Au cœur de ce cinq étoiles, le chef de 40 ans, qui en fait bien dix de moins, prend donc les rênes de deux restaurants permanents auxquels s’ajoute, à la belle saison, le Buddha Bar, autour de la piscine extérieure.
A côté de «l’Esprit Kitchen et Bar» et de sa carte de mets de palace à déguster tout au long de la journée et d’un menu familial le dimanche midi, «l'Emotions par Guy Ravet» est la table gastronomique. Une vingtaine de couverts et une ambiance chic et intimiste servent de cadre à l’essence de la cuisine du chef quadragénaire, qui ambitionne de se faire un prénom sans pour autant tourner le dos à son héritage familial.

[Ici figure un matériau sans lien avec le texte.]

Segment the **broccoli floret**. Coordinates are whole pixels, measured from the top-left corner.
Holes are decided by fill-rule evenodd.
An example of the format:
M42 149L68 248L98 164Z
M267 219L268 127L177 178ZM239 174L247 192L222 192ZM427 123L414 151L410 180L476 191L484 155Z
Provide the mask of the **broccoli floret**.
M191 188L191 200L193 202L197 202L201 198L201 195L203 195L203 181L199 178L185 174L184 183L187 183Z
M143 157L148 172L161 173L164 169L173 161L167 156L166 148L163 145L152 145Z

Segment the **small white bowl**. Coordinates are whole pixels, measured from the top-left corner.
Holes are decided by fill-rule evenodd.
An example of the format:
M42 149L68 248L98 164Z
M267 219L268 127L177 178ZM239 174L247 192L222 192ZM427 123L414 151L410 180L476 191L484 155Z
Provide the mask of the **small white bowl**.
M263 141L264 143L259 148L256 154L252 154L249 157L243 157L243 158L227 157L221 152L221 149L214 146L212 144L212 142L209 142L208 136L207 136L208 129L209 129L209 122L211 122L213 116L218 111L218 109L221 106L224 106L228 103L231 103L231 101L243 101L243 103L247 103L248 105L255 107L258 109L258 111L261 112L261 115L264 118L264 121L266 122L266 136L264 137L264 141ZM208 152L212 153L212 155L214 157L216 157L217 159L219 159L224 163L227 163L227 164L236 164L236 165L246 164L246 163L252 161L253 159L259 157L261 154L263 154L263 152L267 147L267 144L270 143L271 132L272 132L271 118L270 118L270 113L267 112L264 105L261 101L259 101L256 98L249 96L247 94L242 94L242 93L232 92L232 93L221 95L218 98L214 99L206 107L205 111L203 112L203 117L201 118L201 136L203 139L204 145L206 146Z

L'alfalfa qui ne sert à rien
J'ai répondu présent à l'invitation donnée par l'établissement. Attablée dans cette jolie salle à manger où le regard se perd sur les murs tendus de délicats papiers peints aux tons sépia, place donc à un menu unique en six séquences.
En préambule, ce sont deux petits amuse-bouches qui arrivent pour accompagner notre coupe de champagne. Un saumon mariné au gingembre rehaussé d’une tuile légère de riz croustillant joue le parfait préambule avec sa texture fondante-croquante dans laquelle le côté gras du poisson est réveillé par la saveur asiatique de la piquante racine. Un petit sablé au thym surmonté d’un tartare de bœuf et de quelques sphères de caviar annonce un vent terre-mer que l’on retrouvera à l’occasion.
Pour accompagner ses créations, Guy Ravet peut sans crainte se reposer sur Antoine Lejeune. Venu du Crans à Crans Montana, cet inventif sommelier imaginera pour nous un surprenant voyage à travers la Suisse, des Grisons à Satigny en passant par Lavaux.
En guise de première entrée de cette carte d’hiver qui connaît ses dernières heures, Guy Ravet a choisi de travailler la Saint-Jacques en carpaccio, arrivée de Dieppe dans l'après-midi.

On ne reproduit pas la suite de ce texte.